General Electric et Rolls-Royce ont déjà commencé. L’américain a annoncé 25 % de suppressions de postes, tandis que le motoriste britannique va faire partir 8 000 salariés. Plus que les fournisseurs de premier rang comme Safran, ce sont les équipementiers de petite et moyenne tailles qui devraient faire les frais de la crise. Beaucoup de PME pourraient passer à la trappe.

Selon le Groupement des industries françaises aéronautiques et spatiales (Gifas), « avant la crise, près d’un quart [23 %] des 200 PME du secteur étaient déjà dans le rouge ». Pour éviter un bain de sang, Eric Trappier, PDG de Dassault et président du Gifas, a appelé, mercredi 13 mai, à un plan de relance européen. Le Gifas et son équivalent allemand, le BDLI, ont créé « deux task-forces chargées de vérifier l’état de santé de la filière ».

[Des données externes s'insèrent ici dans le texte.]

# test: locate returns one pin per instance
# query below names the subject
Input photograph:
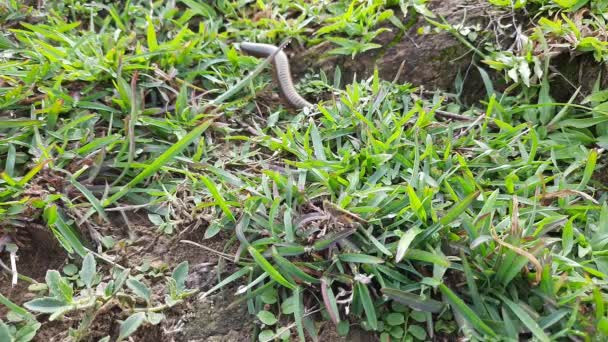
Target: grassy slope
(498, 217)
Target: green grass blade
(466, 311)
(267, 267)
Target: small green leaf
(88, 271)
(140, 289)
(180, 274)
(466, 311)
(405, 241)
(394, 318)
(70, 269)
(5, 334)
(417, 331)
(458, 209)
(46, 305)
(413, 301)
(368, 305)
(525, 318)
(602, 326)
(266, 335)
(266, 266)
(360, 258)
(130, 325)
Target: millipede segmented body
(282, 70)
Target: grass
(370, 210)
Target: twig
(220, 254)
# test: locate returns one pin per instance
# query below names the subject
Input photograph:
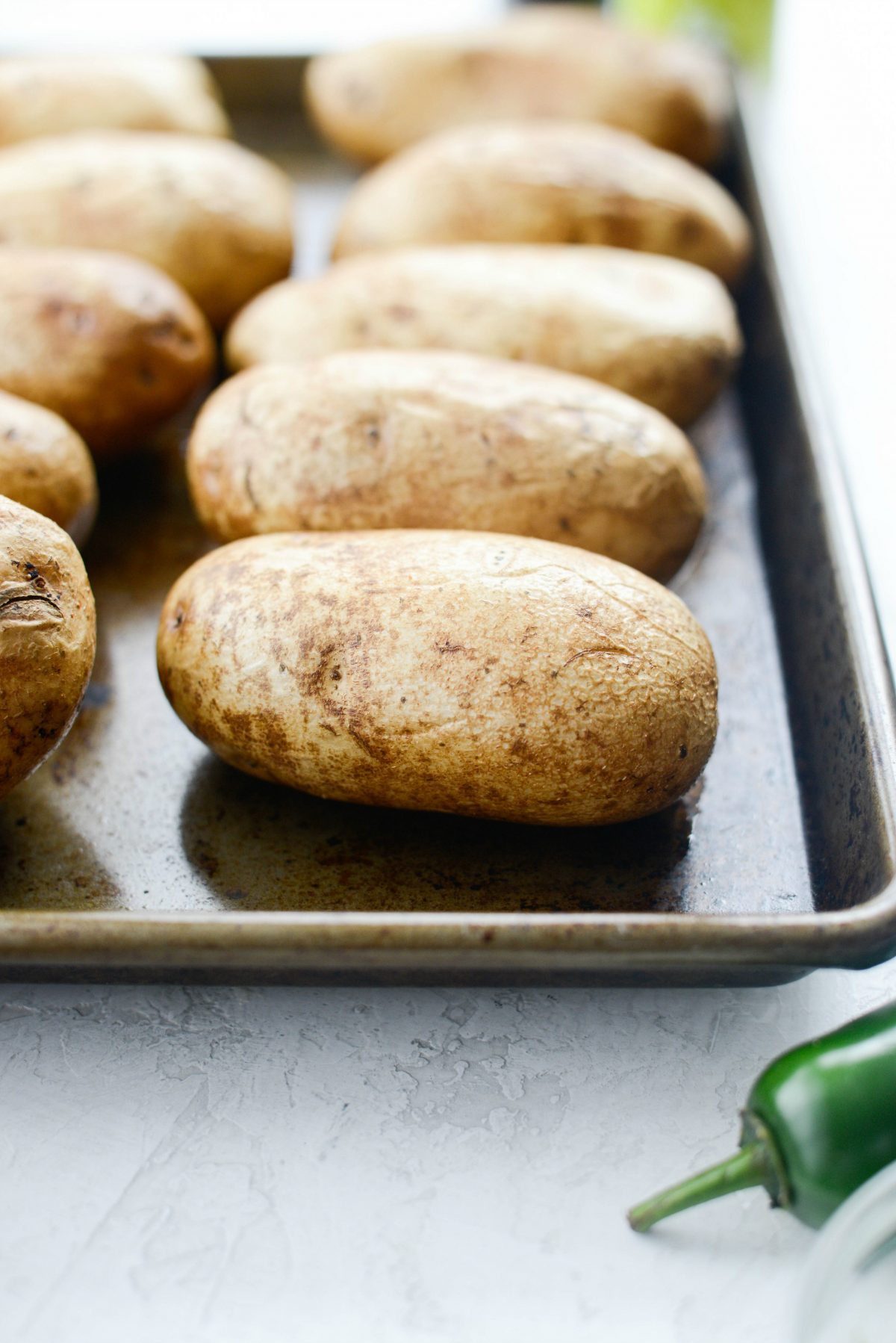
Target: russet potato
(213, 215)
(46, 466)
(442, 439)
(546, 182)
(482, 674)
(107, 341)
(541, 61)
(47, 639)
(657, 328)
(55, 94)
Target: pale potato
(214, 217)
(47, 639)
(441, 439)
(107, 341)
(551, 182)
(541, 61)
(46, 466)
(55, 94)
(467, 672)
(657, 328)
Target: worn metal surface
(134, 852)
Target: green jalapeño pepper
(818, 1123)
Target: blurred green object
(742, 26)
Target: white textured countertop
(265, 1166)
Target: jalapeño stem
(744, 1170)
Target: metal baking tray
(134, 853)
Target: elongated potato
(107, 341)
(440, 439)
(47, 639)
(54, 94)
(543, 61)
(214, 217)
(491, 676)
(656, 328)
(46, 466)
(546, 182)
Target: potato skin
(546, 183)
(214, 217)
(440, 439)
(660, 329)
(107, 341)
(55, 94)
(47, 639)
(543, 61)
(46, 466)
(484, 674)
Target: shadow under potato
(262, 846)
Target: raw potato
(543, 61)
(214, 217)
(47, 639)
(107, 341)
(656, 328)
(46, 466)
(484, 674)
(438, 439)
(49, 96)
(546, 183)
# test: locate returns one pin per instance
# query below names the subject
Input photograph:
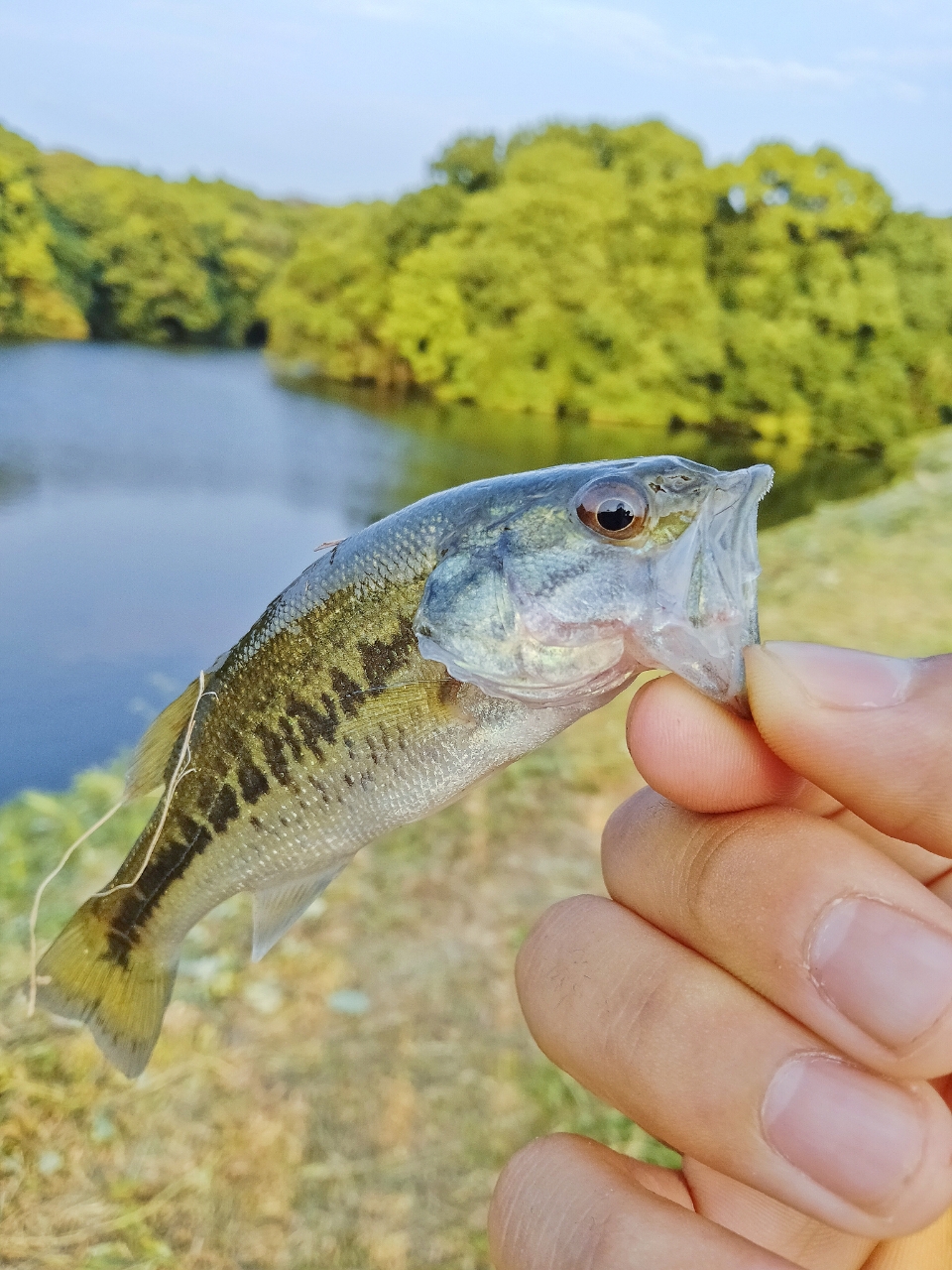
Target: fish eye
(613, 509)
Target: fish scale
(405, 665)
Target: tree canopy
(588, 272)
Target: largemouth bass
(402, 667)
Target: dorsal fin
(151, 758)
(277, 908)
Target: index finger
(873, 731)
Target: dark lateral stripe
(223, 810)
(382, 658)
(169, 862)
(291, 738)
(315, 726)
(252, 781)
(273, 749)
(349, 694)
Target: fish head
(561, 585)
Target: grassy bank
(348, 1101)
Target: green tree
(32, 304)
(811, 314)
(575, 286)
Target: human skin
(769, 988)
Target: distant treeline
(583, 272)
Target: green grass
(271, 1130)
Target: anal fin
(277, 908)
(154, 751)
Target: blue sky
(334, 99)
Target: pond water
(153, 503)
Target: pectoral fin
(277, 908)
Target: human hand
(770, 988)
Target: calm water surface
(153, 503)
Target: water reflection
(153, 503)
(457, 443)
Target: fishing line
(177, 778)
(41, 888)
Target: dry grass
(272, 1130)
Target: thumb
(873, 731)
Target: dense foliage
(132, 257)
(594, 273)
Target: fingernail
(885, 970)
(857, 1135)
(844, 677)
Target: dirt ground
(349, 1101)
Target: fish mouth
(707, 590)
(575, 633)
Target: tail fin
(119, 994)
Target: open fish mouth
(703, 626)
(579, 620)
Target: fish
(405, 665)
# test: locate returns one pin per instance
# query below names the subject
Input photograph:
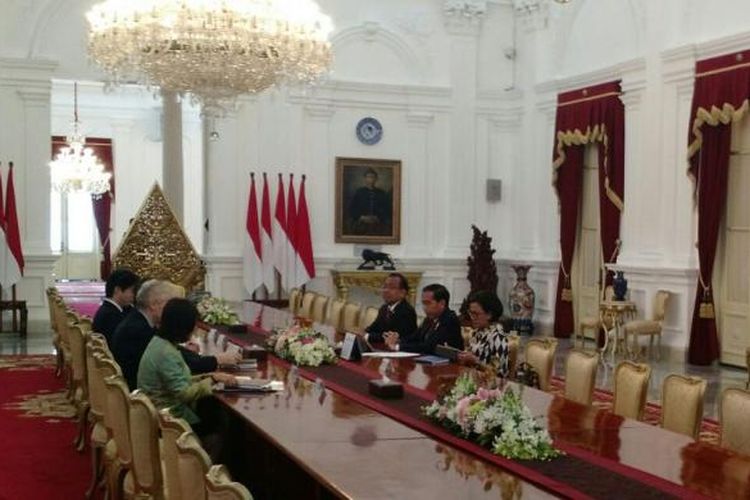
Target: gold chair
(652, 327)
(144, 441)
(733, 413)
(350, 320)
(320, 303)
(193, 465)
(171, 429)
(540, 354)
(682, 404)
(630, 389)
(580, 376)
(219, 486)
(305, 309)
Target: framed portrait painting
(368, 201)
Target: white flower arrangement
(303, 346)
(494, 418)
(216, 311)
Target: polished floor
(719, 377)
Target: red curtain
(102, 206)
(720, 98)
(594, 115)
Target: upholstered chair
(540, 354)
(171, 429)
(367, 316)
(651, 327)
(734, 410)
(320, 304)
(631, 389)
(335, 314)
(350, 317)
(682, 404)
(580, 376)
(305, 309)
(219, 486)
(144, 440)
(193, 465)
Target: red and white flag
(305, 268)
(291, 232)
(252, 268)
(278, 232)
(11, 255)
(266, 240)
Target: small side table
(615, 313)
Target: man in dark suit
(396, 315)
(441, 325)
(119, 296)
(133, 334)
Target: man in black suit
(119, 296)
(396, 315)
(441, 325)
(133, 334)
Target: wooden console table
(371, 280)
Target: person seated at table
(440, 326)
(396, 315)
(165, 377)
(133, 334)
(489, 343)
(119, 294)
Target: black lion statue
(372, 259)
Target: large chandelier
(75, 168)
(213, 49)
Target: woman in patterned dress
(489, 343)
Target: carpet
(709, 433)
(38, 460)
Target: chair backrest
(193, 465)
(320, 303)
(367, 316)
(580, 375)
(350, 320)
(682, 404)
(631, 389)
(144, 441)
(171, 429)
(118, 416)
(335, 314)
(305, 309)
(219, 486)
(540, 354)
(734, 410)
(660, 305)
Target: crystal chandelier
(75, 168)
(213, 49)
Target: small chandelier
(75, 168)
(214, 50)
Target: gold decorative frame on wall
(364, 216)
(156, 247)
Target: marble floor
(719, 377)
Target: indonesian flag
(305, 268)
(11, 256)
(278, 232)
(266, 240)
(252, 268)
(291, 232)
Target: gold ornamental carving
(155, 246)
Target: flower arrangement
(303, 346)
(216, 311)
(493, 418)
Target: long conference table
(324, 436)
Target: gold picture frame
(368, 201)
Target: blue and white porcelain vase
(620, 286)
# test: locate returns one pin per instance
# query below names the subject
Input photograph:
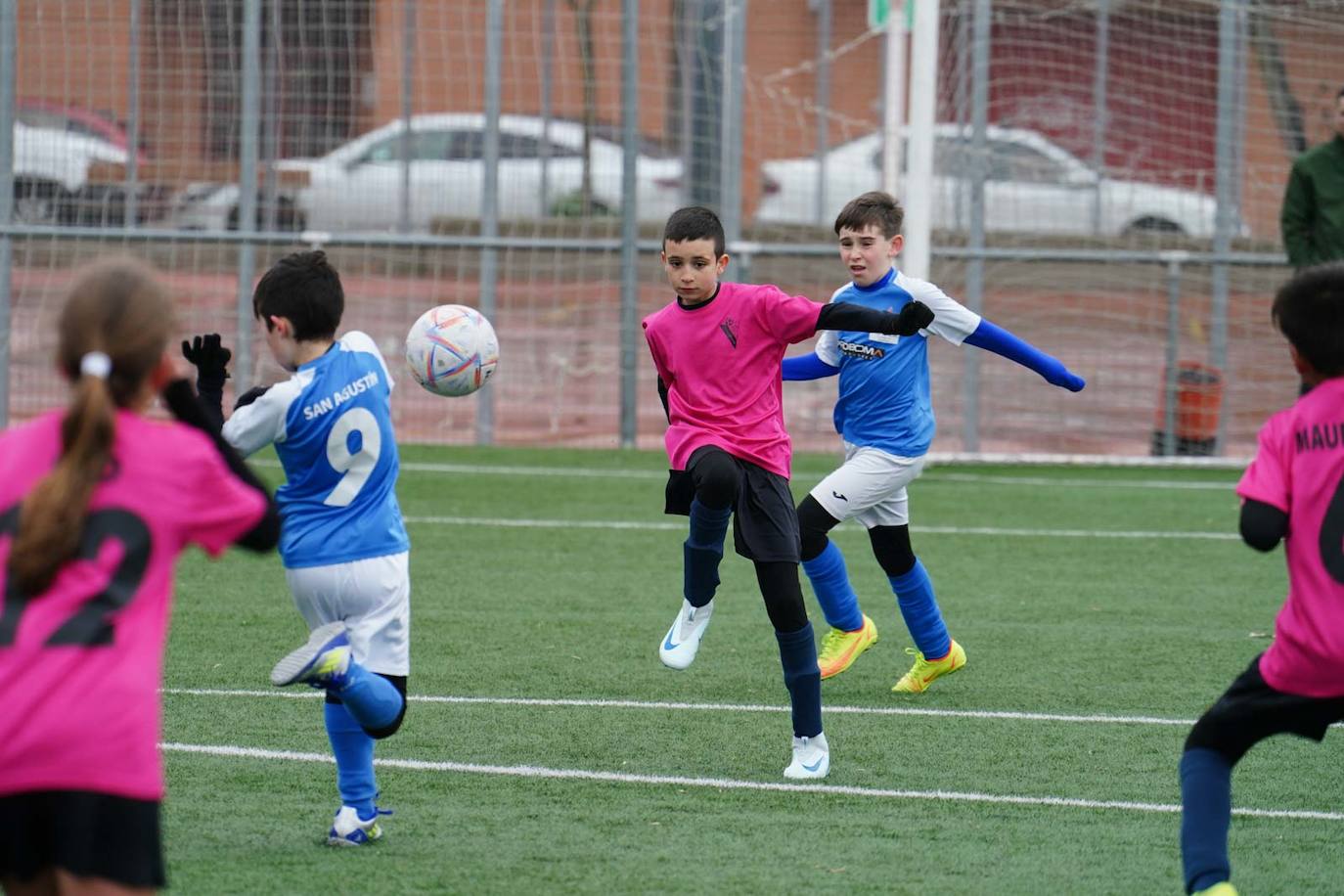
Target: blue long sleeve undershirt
(988, 336)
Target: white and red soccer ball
(452, 349)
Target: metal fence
(1099, 177)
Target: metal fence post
(489, 199)
(8, 49)
(248, 126)
(976, 241)
(1232, 19)
(629, 219)
(1174, 261)
(130, 208)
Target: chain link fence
(1106, 183)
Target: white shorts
(870, 486)
(371, 597)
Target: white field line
(714, 707)
(732, 784)
(660, 525)
(935, 475)
(1005, 715)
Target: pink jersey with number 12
(82, 662)
(1298, 468)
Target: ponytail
(117, 304)
(53, 515)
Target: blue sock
(830, 583)
(802, 679)
(371, 698)
(703, 551)
(919, 610)
(1206, 797)
(354, 751)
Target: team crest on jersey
(728, 331)
(861, 351)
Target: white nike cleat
(811, 758)
(348, 829)
(683, 639)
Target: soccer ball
(452, 349)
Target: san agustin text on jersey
(340, 395)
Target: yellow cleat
(923, 672)
(839, 649)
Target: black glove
(210, 357)
(915, 317)
(250, 395)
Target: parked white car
(1031, 184)
(356, 187)
(51, 166)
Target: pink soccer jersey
(721, 363)
(1298, 469)
(81, 664)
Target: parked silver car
(356, 187)
(51, 171)
(1031, 184)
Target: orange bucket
(1199, 398)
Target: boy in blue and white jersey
(884, 416)
(343, 542)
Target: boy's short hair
(1309, 312)
(305, 289)
(695, 222)
(873, 208)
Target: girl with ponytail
(97, 501)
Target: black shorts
(765, 524)
(1251, 711)
(85, 833)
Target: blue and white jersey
(331, 424)
(884, 400)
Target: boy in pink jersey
(1293, 490)
(718, 349)
(96, 504)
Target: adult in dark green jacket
(1312, 218)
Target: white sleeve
(829, 340)
(951, 319)
(360, 341)
(254, 426)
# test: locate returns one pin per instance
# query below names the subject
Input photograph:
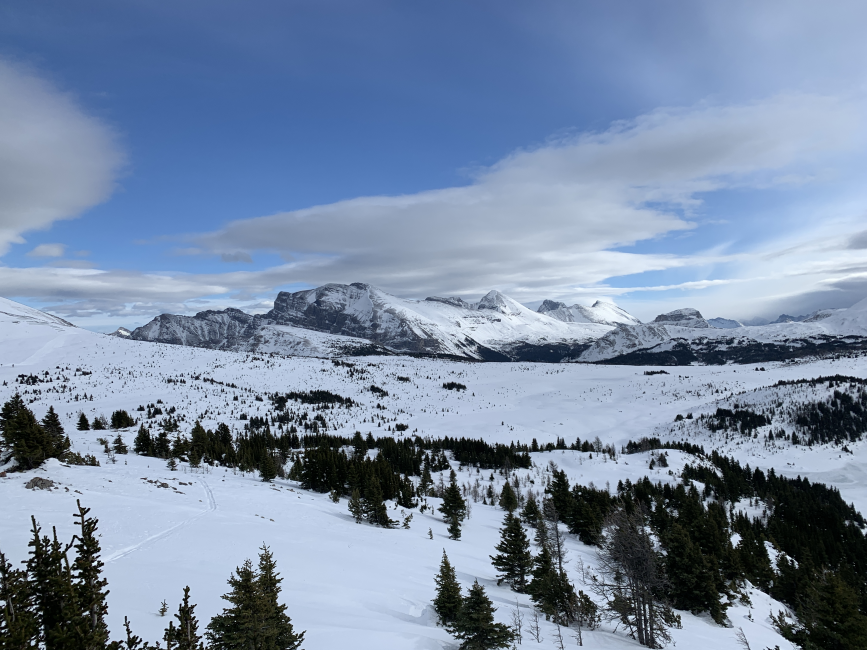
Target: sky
(176, 157)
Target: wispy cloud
(55, 161)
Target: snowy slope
(354, 585)
(605, 313)
(438, 326)
(687, 331)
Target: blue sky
(189, 155)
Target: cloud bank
(55, 161)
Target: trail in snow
(153, 539)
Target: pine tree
(374, 507)
(119, 446)
(236, 627)
(143, 443)
(356, 507)
(530, 514)
(49, 574)
(277, 630)
(186, 635)
(54, 429)
(19, 622)
(692, 582)
(453, 508)
(89, 584)
(268, 468)
(426, 482)
(508, 500)
(30, 443)
(475, 625)
(514, 560)
(447, 603)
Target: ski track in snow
(153, 539)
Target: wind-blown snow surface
(350, 585)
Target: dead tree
(632, 580)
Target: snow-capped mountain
(687, 317)
(362, 316)
(685, 337)
(724, 323)
(604, 313)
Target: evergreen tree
(89, 584)
(256, 620)
(475, 624)
(119, 446)
(19, 623)
(277, 630)
(30, 444)
(453, 508)
(508, 500)
(374, 506)
(54, 430)
(692, 583)
(356, 507)
(268, 468)
(426, 482)
(454, 527)
(143, 443)
(514, 560)
(531, 514)
(184, 636)
(447, 603)
(236, 627)
(49, 574)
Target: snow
(353, 585)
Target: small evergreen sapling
(475, 624)
(514, 560)
(447, 603)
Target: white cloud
(547, 219)
(48, 250)
(55, 161)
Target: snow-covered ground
(353, 585)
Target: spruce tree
(89, 584)
(447, 603)
(268, 468)
(453, 508)
(356, 507)
(692, 584)
(54, 430)
(24, 436)
(277, 630)
(531, 514)
(508, 500)
(184, 636)
(143, 443)
(19, 621)
(374, 507)
(475, 624)
(49, 573)
(119, 446)
(514, 560)
(236, 627)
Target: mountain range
(359, 319)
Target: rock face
(687, 317)
(604, 313)
(494, 328)
(221, 330)
(724, 323)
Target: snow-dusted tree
(447, 602)
(632, 580)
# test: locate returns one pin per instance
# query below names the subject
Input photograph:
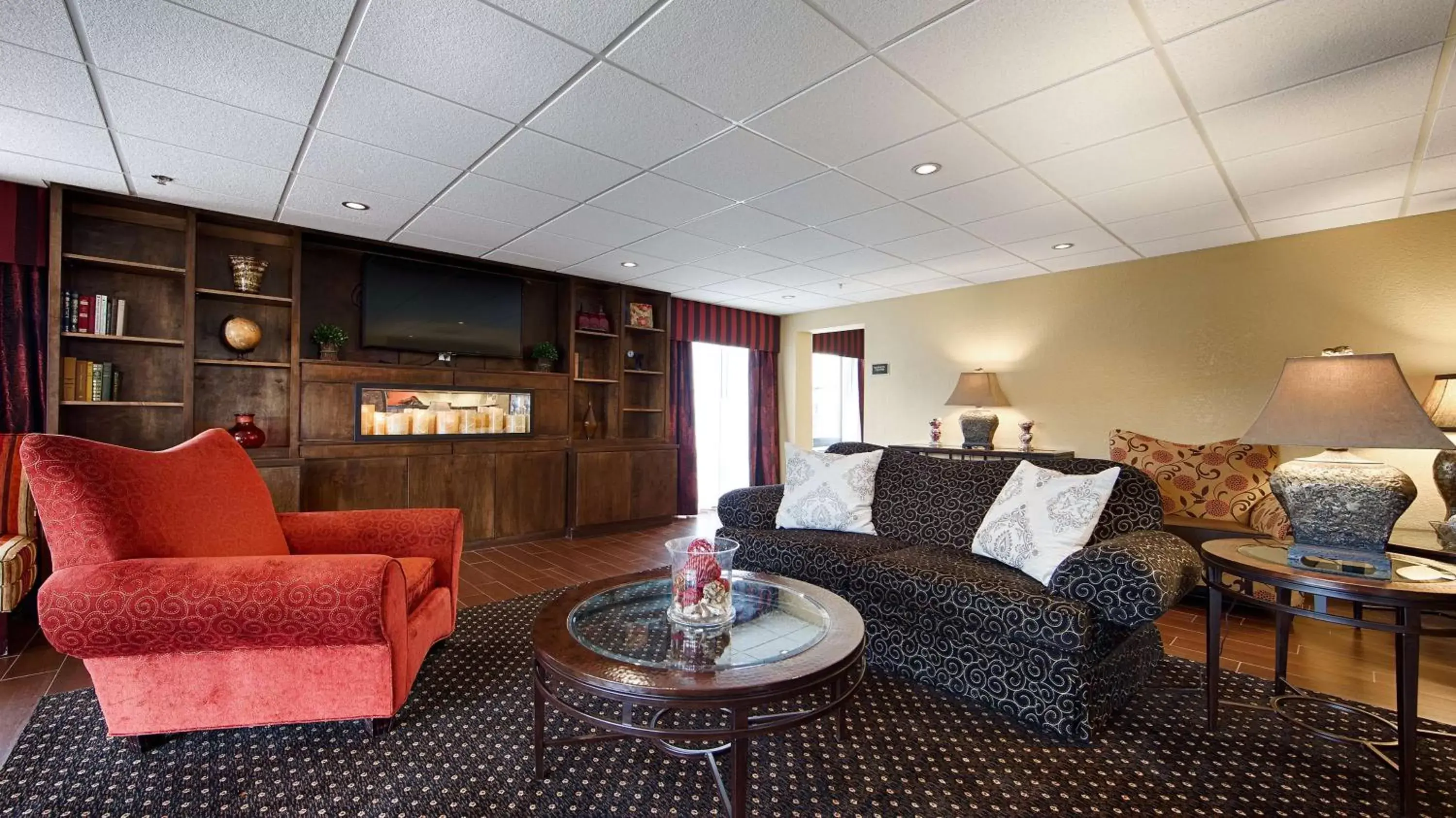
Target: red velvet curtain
(763, 418)
(24, 233)
(685, 431)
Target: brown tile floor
(1327, 658)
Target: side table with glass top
(691, 690)
(1420, 586)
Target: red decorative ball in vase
(245, 433)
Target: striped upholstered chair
(18, 536)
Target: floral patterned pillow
(830, 492)
(1042, 517)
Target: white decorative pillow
(1042, 517)
(832, 492)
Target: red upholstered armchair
(196, 606)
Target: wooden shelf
(126, 265)
(245, 297)
(168, 404)
(231, 363)
(126, 338)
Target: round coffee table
(695, 692)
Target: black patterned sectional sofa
(1059, 658)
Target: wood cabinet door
(456, 481)
(654, 484)
(530, 492)
(603, 488)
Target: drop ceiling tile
(47, 85)
(743, 287)
(600, 226)
(485, 233)
(1360, 98)
(682, 248)
(1177, 191)
(742, 262)
(935, 245)
(63, 140)
(440, 47)
(1291, 43)
(369, 168)
(552, 166)
(1436, 174)
(975, 261)
(740, 165)
(34, 171)
(1095, 258)
(1194, 242)
(934, 284)
(590, 24)
(736, 59)
(886, 225)
(381, 113)
(40, 24)
(881, 21)
(804, 246)
(437, 244)
(794, 276)
(613, 113)
(335, 225)
(1368, 149)
(1084, 242)
(855, 262)
(316, 25)
(554, 246)
(1330, 219)
(961, 153)
(899, 276)
(166, 115)
(1330, 194)
(983, 198)
(491, 198)
(204, 56)
(823, 198)
(660, 200)
(324, 198)
(1159, 152)
(1180, 223)
(1033, 223)
(740, 226)
(900, 111)
(204, 171)
(995, 51)
(1123, 98)
(1177, 18)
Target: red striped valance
(846, 344)
(24, 217)
(714, 324)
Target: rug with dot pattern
(462, 749)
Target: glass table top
(1404, 568)
(629, 623)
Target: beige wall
(1181, 347)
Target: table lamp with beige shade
(977, 389)
(1343, 507)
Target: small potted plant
(546, 356)
(330, 337)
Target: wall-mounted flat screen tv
(431, 308)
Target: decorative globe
(241, 335)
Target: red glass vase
(245, 433)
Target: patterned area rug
(463, 749)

Avec la grande majorité des avions immobilisés, les aéroports se trouvent, eux aussi, à l’arrêt. « Notre niveau d’activité est de 2 % », précise Augustin de Romanet, PDG de Groupe ADP. Faute de recettes, le gestionnaire d’aéroports a revu à la hausse son plan d’économies, désormais fixé à 450 millions d’euros. « Un chiffre provisoire », précise le PDG. Ce dernier prévoit « une reprise du trafic aérien cet été, autour de 10 % à 15 % ». Il attend avec impatience la réouverture d’Orly. Les autorités devraient prendre « la décision entre le 8 et le 20 juin ». S’il n’y a pas de deuxième vague épidémique.